Gezi Direnişi, İç Güvenlik Paketi, Seçim süreci, Çözüm süreciyle ve son dönemde yaşanan provokasyonlarla ilgili değerlendirmelerde bulunan Saymaz, Ali İsmail Korkmaz’ın doğum günü olması sebebiyle Ali İsmail ve Gezi Direnişinde hayatını kaybedenleri selamlayarak dava sürecine ilişkin bilgiler verdi. Ali İsmail ve Gezi Direnişi sırasında hayatını kaybedenler için “Gezide hayatını kaybedenler birer demokrasi şehididir. Doğrudan demokrasi deneyimini sokaklara taşımışlardır. Gezide olanlar bir yakalama değil yaralama işlemidir ve polisin uyguladığı şiddet eziyet değil işkencedir.” şeklinde konuştu. Ali İsmail Korkmaz davasındaki delillerin sistematik olarak karartılmaya çalışıldığını ve katillerin korunduğunu vurgulayan Saymaz, dava süreciyle ilgili bilgiler vererek katillerin bir örgüt olduğunu söyledi. “Polisten askerden örgüt mü olur diyenlere, evet olur hem de suç örgütü olur, şiddet uygulayanlar örgütün silahlı kanadıdır bunların bir de politik önderleri var, bu örgütü çökertmek demokratların görevidir.” dedi. Ali İsmail Korkmaz davasının Kayseri’ye taşınması hakkında değerlendirmelerde bulunan Saymaz, davanın Kayseri’ye taşınmasının ardında korkunun yattığını ve bu sürecin politik olduğunu daha öncede birçok davada bu yöntemin kullanıldığını söyledi. Kayseri’nin özel olarak seçildiğini vurgulayan İsmail Saymaz, “Kayseri bir yanıyla Abdullah Gül’ün, diğer bir yanıyla Deniz Gezmiş ve Yusuf Aslan’la birlikte idam edilen Hüseyin İnan’ın memleketidir. Kayseri iktidar tarafından üzerine etiketlenen faşist damgasını yıkmış, Ali İsmail’i sahiplenmiştir” dedi.
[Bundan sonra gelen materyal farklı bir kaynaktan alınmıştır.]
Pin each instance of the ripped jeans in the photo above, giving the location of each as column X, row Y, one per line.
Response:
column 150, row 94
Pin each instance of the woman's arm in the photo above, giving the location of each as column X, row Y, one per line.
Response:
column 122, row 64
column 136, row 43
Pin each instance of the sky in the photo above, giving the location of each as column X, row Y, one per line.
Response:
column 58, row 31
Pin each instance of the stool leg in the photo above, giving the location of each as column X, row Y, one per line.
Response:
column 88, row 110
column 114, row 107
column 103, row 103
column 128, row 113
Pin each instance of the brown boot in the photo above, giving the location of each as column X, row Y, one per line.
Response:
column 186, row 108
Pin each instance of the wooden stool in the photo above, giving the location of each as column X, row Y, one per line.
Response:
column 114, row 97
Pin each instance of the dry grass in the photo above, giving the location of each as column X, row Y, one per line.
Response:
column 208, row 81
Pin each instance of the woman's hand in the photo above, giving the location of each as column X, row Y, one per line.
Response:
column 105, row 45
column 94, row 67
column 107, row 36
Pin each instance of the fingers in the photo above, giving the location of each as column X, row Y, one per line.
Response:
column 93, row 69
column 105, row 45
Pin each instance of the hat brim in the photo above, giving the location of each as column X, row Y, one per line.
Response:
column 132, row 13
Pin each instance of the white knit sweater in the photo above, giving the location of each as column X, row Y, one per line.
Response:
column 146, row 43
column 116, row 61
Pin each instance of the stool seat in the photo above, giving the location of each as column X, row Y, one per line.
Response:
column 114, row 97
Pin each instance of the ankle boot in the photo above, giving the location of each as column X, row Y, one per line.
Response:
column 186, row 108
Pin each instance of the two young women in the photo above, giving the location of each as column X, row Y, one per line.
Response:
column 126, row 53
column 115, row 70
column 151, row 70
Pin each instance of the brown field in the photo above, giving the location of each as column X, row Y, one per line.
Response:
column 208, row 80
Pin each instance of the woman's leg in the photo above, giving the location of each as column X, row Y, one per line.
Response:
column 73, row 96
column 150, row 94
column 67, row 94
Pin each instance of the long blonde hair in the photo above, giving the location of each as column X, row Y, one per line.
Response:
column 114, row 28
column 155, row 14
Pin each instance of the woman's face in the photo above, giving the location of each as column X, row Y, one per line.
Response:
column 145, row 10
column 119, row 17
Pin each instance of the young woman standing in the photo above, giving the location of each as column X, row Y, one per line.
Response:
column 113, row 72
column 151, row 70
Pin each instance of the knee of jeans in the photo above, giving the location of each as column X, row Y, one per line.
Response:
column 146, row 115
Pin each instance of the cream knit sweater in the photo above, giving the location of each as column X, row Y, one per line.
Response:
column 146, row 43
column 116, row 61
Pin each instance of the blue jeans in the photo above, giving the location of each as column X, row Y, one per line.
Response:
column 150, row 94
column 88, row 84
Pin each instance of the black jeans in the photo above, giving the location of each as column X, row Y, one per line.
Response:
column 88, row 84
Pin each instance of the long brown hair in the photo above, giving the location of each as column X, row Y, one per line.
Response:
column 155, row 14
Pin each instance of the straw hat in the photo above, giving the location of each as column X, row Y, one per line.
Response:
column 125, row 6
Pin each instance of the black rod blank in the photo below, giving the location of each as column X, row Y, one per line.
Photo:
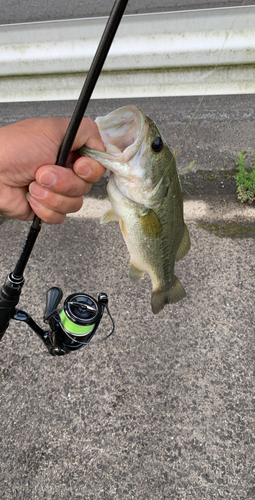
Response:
column 81, row 105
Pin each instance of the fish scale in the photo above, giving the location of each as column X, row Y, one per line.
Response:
column 146, row 198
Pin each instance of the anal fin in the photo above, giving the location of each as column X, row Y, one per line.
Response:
column 184, row 246
column 162, row 297
column 135, row 274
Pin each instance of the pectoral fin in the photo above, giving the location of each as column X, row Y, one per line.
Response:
column 109, row 216
column 135, row 274
column 151, row 224
column 184, row 246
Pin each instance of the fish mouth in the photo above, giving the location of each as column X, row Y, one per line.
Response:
column 122, row 132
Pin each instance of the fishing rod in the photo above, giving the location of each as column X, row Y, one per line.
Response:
column 74, row 326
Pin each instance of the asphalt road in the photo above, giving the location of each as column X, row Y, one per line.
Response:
column 23, row 11
column 163, row 409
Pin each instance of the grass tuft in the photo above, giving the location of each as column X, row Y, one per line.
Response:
column 245, row 180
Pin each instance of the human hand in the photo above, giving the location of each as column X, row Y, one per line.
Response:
column 31, row 183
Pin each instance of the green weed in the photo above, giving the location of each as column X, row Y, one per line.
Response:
column 245, row 180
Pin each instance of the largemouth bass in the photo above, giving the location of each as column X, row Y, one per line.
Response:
column 146, row 198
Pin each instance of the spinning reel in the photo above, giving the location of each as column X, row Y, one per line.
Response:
column 69, row 328
column 76, row 324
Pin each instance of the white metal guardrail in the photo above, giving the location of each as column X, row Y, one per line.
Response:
column 209, row 51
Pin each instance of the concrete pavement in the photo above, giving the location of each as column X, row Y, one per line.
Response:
column 164, row 409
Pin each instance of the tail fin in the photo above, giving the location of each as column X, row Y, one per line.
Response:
column 162, row 297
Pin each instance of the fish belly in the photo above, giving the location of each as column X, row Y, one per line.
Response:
column 153, row 255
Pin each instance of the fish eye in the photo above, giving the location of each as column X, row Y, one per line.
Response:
column 157, row 144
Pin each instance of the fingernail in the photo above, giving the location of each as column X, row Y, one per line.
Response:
column 38, row 191
column 84, row 170
column 48, row 179
column 35, row 203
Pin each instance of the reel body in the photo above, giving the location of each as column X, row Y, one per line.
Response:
column 72, row 327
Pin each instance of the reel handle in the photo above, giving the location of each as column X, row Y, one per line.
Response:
column 53, row 297
column 9, row 298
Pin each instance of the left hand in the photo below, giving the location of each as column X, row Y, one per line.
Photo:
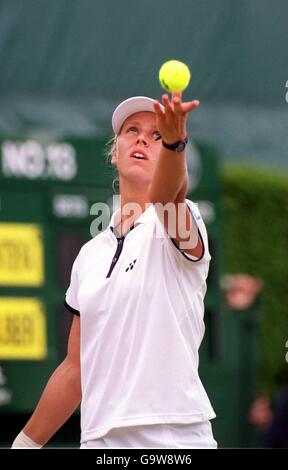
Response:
column 171, row 122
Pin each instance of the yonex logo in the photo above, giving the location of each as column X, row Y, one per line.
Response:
column 131, row 265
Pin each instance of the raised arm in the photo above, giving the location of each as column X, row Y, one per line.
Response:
column 59, row 399
column 170, row 179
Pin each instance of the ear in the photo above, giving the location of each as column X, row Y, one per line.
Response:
column 114, row 158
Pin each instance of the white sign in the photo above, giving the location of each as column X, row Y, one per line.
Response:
column 32, row 160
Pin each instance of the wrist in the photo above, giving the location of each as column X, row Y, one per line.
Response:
column 176, row 146
column 22, row 441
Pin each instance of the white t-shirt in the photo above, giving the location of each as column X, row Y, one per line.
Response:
column 141, row 319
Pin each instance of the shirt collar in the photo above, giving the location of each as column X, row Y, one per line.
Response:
column 143, row 219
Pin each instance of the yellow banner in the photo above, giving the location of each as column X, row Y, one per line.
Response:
column 22, row 329
column 21, row 255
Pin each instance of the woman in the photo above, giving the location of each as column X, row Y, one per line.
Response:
column 137, row 289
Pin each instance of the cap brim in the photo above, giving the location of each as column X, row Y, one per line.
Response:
column 129, row 107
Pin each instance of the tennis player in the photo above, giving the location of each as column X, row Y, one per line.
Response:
column 137, row 292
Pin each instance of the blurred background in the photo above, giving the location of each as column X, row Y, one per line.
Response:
column 65, row 65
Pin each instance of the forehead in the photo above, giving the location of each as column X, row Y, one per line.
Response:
column 142, row 117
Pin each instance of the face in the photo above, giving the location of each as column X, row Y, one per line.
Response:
column 138, row 146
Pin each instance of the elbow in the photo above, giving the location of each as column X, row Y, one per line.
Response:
column 162, row 197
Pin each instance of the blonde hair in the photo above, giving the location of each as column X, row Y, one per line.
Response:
column 109, row 151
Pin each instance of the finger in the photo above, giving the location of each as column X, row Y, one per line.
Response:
column 187, row 107
column 167, row 105
column 177, row 105
column 157, row 108
column 178, row 94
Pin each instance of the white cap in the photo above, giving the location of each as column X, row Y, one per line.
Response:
column 129, row 107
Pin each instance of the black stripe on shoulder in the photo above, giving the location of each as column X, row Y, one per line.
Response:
column 188, row 256
column 71, row 309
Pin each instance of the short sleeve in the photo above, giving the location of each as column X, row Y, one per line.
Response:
column 202, row 233
column 71, row 297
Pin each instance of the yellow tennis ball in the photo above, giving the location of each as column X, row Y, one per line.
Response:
column 174, row 76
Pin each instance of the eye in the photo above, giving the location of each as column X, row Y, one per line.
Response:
column 132, row 129
column 157, row 135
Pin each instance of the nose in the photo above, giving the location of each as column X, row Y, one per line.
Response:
column 142, row 139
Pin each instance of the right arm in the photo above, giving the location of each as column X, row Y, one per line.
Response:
column 61, row 395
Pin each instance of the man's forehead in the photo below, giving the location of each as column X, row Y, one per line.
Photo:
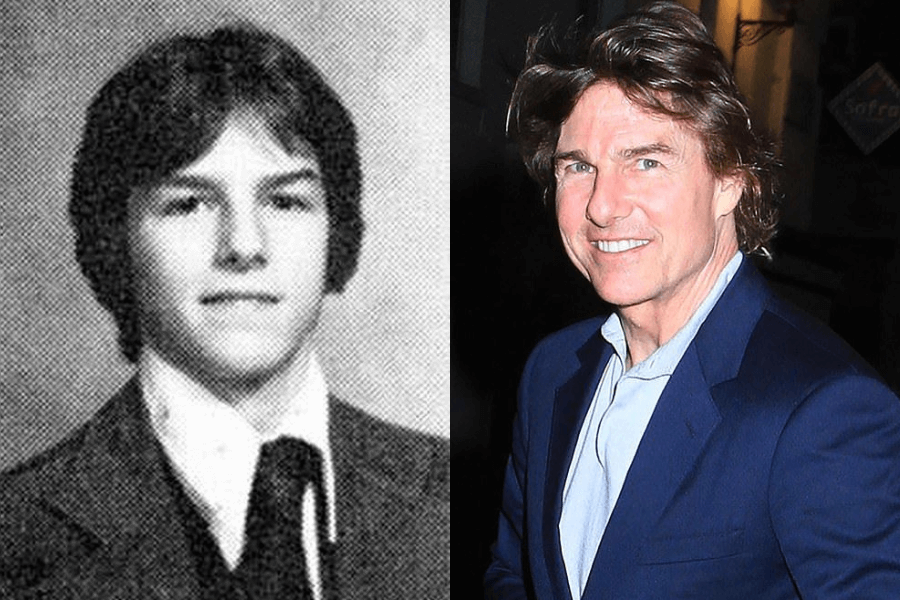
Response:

İç Güvenlik Yasası, Kobanê olayları ve Ege Üniversitesi’nde ki olaylarda hayatını kaybeden Fırat Yılmaz Çakıroğlu hakkında değerlendirmelerde bulunarak, iç güvenlik yasasının suç işleyen polisleri aklama mevzuatı olduğunu ve uygulamaların hukuk dışı olduğunu, yasaların şiddeti önlemeye yönelik değil ses çıkarmayı, hak aramayı ve sokağa çıkmayı krimalize etmeye yönelik olduğunu söyleyerek, “Ethem’in, Zile’de direnenlerin attığı taş silah sayılacak” dedi. İç Güvenlik Paketinin yasallaşma sürecinin Gezi Direnişi ve Kobanê olayları bahane edilerek olduğunu ifade ederek “Polisin elinde şimdiye kadar hangi yetki yoktu da Kobanê olaylarında ki ölümleri engelleyemedi, Hüda-par taraftarı Yasin Börü ölmeden önce polisi aradığında ‘gelemeyiz’ diyen polisler newrozlarda, eylemlerde, mitinglerde binlerce insana saldırırken, müdahale ederken Yasin Börü’nün ve öldürülen diğer ydg-h’lıların ve hüda-par’lıların öldürülmesine neden engel olmadı?” şeklinde konuştu. Akp’nin en büyük korkusunun hakkını yasal yollarla arayan sendikalar, stklar, öğrenciler ve sokak hareketi olduğunu söyleyerek polisin yasayı değil rejimi koruduğunu vurguladı. Fırat Çakıroğlu’nun ölümü ve artan provokasyonlara yönelik açıklamalarda da bulunarak “Akp iktidarını devam ettirmek için şiddet eylemi arıyor, bulamazsa yaratıyor.” dedi. Bu olayların seçim süreciyle doğrudan ilişkili olmadığını ancak sonuçlarının sürece etkili olacağını ifade etti.
Çözüm süreciyle ilgilide önemli açıklamalarda bulunan İsmail Saymaz, “Çözüm süreci kürt siyasi hareketinin başarısıdır, maalesef ölümlerle kazanılmıştır. Türkiye’de her demokratik hareketin arkasında kürtlerin, sosyalistlerin kanı vardır. Kürtler barış iradesini sürdürmelidir süreç Akp’nin iradesinden bağımsızdır.” dedi.
Son olarak Kabataş provokasyonu hakkında da değerlendirmede bulunan İsmail Saymaz, “Kabataş yalanı Akp’nin toplumu birbirine saldırtıp, kırdırtma politikasıdır. İktidar enstrümanıdır.” dedi
Söyleşi imza etkinliğiyle sonlandırıldı.